Quando se chega pela primeira vez a este espaço, observa-se que, à direita de quem olha, há um widget intitulado Livro do Mês. Escolha pessoal, claro, já que mando e desmando neste blogue. Vamos em frente!
O melhor livro de Vladimir Nabokov se chama Fogo Pálido: uma obra-prima sem tirar nem pôr. É daqueles livros que os escritores apreciariam ter escrito. Algo como Nostromo, de Joseph Conrad, ou A Sagração da Primavera, de Alejo Carpentier. Li os dois, em épocas diferentes, creio que num espaço de 5 ou 6 anos entre um e outro. Já não sei mais. O que sei é que relerei. Mas quero falar de Nabokov, um dos meus ídolos. E de Fogo Pálido, um dos seus livros essenciais. Antes que alguém pergunte sobre Lolita, tenho a dizer que é um ótimo livro, mas se fosse enumerar, não estaria entre os melhores do autor russo.

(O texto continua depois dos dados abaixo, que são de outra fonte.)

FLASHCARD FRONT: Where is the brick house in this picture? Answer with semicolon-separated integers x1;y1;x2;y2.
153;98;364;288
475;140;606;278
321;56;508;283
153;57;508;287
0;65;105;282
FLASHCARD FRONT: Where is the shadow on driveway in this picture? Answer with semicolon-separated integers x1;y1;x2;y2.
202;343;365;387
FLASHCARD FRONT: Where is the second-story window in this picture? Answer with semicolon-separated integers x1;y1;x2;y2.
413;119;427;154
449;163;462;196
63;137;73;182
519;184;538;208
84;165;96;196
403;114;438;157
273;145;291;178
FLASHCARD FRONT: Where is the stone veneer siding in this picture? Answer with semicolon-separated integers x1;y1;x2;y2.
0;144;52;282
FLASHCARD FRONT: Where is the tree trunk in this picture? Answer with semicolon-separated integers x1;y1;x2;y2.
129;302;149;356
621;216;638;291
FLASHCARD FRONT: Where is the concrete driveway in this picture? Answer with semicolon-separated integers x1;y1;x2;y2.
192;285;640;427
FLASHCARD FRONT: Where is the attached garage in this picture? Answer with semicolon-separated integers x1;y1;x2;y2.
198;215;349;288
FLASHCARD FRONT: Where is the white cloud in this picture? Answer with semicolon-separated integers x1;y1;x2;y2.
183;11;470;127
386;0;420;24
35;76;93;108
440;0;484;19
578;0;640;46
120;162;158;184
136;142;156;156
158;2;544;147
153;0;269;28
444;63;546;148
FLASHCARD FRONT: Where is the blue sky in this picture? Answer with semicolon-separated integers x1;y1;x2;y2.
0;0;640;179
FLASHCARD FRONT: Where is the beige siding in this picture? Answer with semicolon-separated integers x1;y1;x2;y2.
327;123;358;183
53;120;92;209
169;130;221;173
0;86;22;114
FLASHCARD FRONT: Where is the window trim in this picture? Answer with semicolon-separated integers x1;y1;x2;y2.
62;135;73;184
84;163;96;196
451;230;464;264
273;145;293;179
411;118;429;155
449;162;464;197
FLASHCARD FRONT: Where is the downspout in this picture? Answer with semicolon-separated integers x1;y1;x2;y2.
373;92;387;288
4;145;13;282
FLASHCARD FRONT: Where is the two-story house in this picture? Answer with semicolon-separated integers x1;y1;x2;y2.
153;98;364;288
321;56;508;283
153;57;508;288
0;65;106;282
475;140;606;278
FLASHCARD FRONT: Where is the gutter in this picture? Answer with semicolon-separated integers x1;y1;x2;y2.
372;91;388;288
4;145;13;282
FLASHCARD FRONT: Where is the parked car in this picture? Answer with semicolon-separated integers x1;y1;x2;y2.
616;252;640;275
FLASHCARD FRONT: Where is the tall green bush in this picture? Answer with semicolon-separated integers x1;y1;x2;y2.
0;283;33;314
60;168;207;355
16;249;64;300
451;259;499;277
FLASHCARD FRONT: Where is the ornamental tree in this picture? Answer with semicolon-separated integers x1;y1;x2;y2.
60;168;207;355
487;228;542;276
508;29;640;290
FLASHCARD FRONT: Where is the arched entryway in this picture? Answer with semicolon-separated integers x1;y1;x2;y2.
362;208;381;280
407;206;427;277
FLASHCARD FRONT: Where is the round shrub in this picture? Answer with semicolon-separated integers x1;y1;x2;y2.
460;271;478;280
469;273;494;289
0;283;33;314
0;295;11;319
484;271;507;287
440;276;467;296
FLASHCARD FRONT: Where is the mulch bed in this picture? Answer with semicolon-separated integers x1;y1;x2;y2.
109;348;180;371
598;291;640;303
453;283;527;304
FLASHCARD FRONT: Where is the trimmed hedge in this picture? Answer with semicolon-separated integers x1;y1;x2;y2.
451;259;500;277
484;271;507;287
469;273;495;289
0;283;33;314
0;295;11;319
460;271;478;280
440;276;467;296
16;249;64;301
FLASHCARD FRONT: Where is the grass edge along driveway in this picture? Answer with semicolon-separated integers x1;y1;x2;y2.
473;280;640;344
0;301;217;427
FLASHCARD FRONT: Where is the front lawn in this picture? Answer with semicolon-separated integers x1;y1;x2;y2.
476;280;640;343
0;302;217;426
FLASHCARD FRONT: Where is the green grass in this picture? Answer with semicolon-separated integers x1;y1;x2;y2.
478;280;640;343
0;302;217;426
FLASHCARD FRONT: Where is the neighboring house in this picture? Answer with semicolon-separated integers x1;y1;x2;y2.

Para começar, Fogo Pálido é um romance policial – evidentemente fora dos padrões norte-americanos, e também distante da intelectualidade do roman policier. Foge ao padrão por alguns pontos: a metalinguagem, a erudição e ambiente acadêmico. Imagine um poema de 999 versos, escritos por um professor, John Shade. Imagine agora um outro professor, Charles Kinbote, que, usando o poema e analisando-o verso a verso, conte uma história de poder, espionagem, duplicidade sexual e morte situada no reino de Zembla que, claro, é tão fictício quanto o poema, quanto a análise e seus próceres.
É um festim narrativo, cheio de idas e vindas, de turbulências políticas, de virulências e uma certa charmosa patifaria – tudo isso marcado pela inteligência narrativa, pelos jogos de palavras, pelos trocadilhos e pela tradução magnífica de dois craques do ofício: Sérgio Duarte e Jório Dauster. Durante a leitura – eu escrevia Histórias curtas para Mariana M, quando o li -, imaginei que previra o final, mesmo com algumas armadilhas às quais me acostumei ao ler Nabokov. Errei feio, ainda bem! Não sei se o leitor entende isso.
Vladimir Nabokov morreu no dia 2 de julho, em 1977, quando eu tinha quinze anos – e ele, setenta e oito. Fogo Pálido foi publicado, pela primeira vez, no ano em que nasci, 1962. Li vários de seus livros. Gostei de todos, mas Fogo Pálido merece atenção especial. Vou, inclusive, reler.